VIP Discussion Forum - 5:45 PM 

Join Michael Veach, bourbon historian and author of Kentucky Bourbon Whiskey: An American Heritage, in a VIP guests' discussion forum focused on the transportation of whiskey barrels over water in America’s early days.

Rivers and canals were our original superhighways. They moved whiskey from its origins to its port of destination and served to connect people across vast distances. Water travel was a means to connect emerging markets and blend culturally diverse populations. The communities of people that lived along these rivers were the ones that created and shared the recipes and distilling traditions for those early whiskeys. Learn how American whiskey became the refined spirit we enjoy today by literally floating along the course of our waterways.

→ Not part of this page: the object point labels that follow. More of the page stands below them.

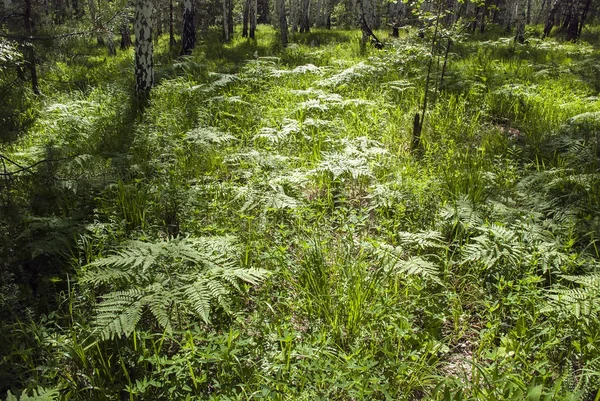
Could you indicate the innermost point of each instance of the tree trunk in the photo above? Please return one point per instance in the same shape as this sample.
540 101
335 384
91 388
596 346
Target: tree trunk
586 9
159 20
283 23
230 20
305 18
144 65
225 21
294 14
171 28
579 10
189 30
263 11
252 17
245 18
112 50
366 29
125 36
29 53
520 21
551 18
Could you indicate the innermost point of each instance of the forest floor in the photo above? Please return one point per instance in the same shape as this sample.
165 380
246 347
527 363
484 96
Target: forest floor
467 269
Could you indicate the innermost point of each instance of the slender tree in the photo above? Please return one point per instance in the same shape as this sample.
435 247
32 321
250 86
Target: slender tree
252 15
144 65
520 21
283 23
305 16
225 20
551 17
28 50
125 36
245 17
171 22
189 30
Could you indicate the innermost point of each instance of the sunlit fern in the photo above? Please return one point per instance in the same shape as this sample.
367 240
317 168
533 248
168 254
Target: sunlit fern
581 298
399 260
176 277
40 394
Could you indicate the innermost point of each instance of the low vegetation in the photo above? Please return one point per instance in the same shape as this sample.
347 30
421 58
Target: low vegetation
262 228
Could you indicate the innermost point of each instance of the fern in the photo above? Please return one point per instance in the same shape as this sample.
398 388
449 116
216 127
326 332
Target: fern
183 274
40 394
397 259
580 301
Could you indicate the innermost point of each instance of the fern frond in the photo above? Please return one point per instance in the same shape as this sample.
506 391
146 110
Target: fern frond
422 240
119 312
395 258
183 273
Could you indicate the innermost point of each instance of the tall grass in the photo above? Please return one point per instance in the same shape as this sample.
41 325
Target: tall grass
446 276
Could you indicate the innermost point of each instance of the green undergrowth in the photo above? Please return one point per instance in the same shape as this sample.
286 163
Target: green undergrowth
260 229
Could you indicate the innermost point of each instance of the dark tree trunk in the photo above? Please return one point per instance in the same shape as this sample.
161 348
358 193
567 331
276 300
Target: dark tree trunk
125 36
225 21
366 29
283 23
29 53
305 18
230 23
252 17
551 17
263 11
245 18
586 9
189 30
112 50
171 22
144 64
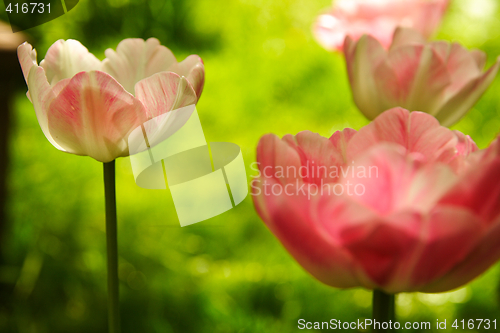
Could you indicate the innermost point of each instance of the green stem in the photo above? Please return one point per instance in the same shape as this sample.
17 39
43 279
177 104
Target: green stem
383 311
112 247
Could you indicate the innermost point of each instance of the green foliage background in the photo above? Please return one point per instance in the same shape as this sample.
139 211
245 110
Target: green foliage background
264 73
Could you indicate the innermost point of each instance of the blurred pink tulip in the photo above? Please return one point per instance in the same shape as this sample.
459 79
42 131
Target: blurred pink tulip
87 107
402 205
378 18
439 78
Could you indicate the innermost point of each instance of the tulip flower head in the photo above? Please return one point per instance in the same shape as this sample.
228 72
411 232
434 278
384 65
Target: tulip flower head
378 18
88 107
439 78
404 204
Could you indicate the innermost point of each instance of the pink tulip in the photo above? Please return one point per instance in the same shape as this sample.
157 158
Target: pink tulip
402 205
439 78
378 18
88 107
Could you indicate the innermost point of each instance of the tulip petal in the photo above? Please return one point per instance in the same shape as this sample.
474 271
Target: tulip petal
417 132
93 116
340 139
368 54
291 220
27 58
381 247
413 75
405 36
66 58
193 69
447 237
479 189
387 180
164 92
456 107
41 96
318 155
136 59
483 255
277 159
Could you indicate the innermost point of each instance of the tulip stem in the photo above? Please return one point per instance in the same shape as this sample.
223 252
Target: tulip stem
112 247
383 311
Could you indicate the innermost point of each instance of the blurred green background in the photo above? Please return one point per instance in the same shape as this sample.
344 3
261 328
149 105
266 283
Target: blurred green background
264 73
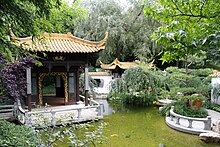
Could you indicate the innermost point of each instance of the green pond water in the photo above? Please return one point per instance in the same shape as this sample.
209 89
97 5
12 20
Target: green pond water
144 127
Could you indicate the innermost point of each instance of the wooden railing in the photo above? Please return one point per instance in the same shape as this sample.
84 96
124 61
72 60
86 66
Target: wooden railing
25 117
207 121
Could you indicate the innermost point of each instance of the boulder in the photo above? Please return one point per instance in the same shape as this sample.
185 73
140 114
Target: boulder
216 127
210 137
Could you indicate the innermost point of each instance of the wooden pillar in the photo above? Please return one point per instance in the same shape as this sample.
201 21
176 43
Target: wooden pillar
28 77
77 85
86 84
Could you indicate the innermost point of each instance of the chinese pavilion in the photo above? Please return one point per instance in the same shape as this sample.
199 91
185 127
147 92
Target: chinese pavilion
63 57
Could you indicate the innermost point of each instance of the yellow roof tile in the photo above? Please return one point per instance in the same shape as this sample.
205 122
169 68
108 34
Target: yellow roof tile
62 43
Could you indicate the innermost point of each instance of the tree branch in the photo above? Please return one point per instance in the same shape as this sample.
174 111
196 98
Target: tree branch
191 15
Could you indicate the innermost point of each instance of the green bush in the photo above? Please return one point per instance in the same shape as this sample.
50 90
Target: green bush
181 109
19 136
138 86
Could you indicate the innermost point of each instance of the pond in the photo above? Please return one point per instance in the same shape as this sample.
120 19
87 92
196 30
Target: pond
141 127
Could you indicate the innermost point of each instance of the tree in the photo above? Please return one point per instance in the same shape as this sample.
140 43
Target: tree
189 26
129 30
13 77
64 19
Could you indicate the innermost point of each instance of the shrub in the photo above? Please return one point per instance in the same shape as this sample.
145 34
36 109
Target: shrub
15 135
181 109
138 86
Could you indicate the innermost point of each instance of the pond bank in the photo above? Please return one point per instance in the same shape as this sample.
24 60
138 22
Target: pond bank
142 127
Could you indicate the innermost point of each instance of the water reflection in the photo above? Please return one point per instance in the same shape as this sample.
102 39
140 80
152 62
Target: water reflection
106 107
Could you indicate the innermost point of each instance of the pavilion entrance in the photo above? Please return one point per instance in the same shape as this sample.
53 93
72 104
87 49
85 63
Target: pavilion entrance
53 88
63 58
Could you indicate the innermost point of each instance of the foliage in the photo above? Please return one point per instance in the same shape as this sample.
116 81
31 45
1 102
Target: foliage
216 91
129 30
15 135
188 27
196 81
6 101
64 19
182 109
138 86
13 76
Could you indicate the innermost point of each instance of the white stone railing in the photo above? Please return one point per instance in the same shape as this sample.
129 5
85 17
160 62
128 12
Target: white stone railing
207 121
24 116
6 111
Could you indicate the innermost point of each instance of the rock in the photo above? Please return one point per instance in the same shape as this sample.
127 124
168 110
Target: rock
216 127
211 137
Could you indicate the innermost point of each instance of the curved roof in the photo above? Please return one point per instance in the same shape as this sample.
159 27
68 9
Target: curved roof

In addition, taste 3 Pennsylvania whiskeys with Manatawny Still Works' chief distiller, Max Pfeffer. Manatawny Still Works takes its name from a creek near the distillery, which the native Lenape Indians called Man'en'tau'wata'wik, or "the place we meet to drink.” At last year’s American Whiskey Convention, Manatawny Still Works’ “Keystone Whiskey” won the 2019 American Small Grain Whiskey Award and their “Peated Straight Malt Whiskey” won the Whiskey Under 4 Years Award of Excellence. See how this distillery’s Pennsylvania whiskey shares common ground with early American whiskey styles and how they break modern traditions with their own new approaches to whiskey making. 

The "Slow" Process of Making Great Whiskey

Discussion Forum w/ Greg Metze and Larry Ebersold - 6:45 PM

Greg Metze- master distiller, Old Elk Distillery

Larry Ebersold- expert distiller

Join Greg Metze and Larry Ebersold as they describe their unique experiences in the American distilling industry. With nearly 90 years of combined industry experience, these two men have paved the way for a modern American whiskey renaissance. 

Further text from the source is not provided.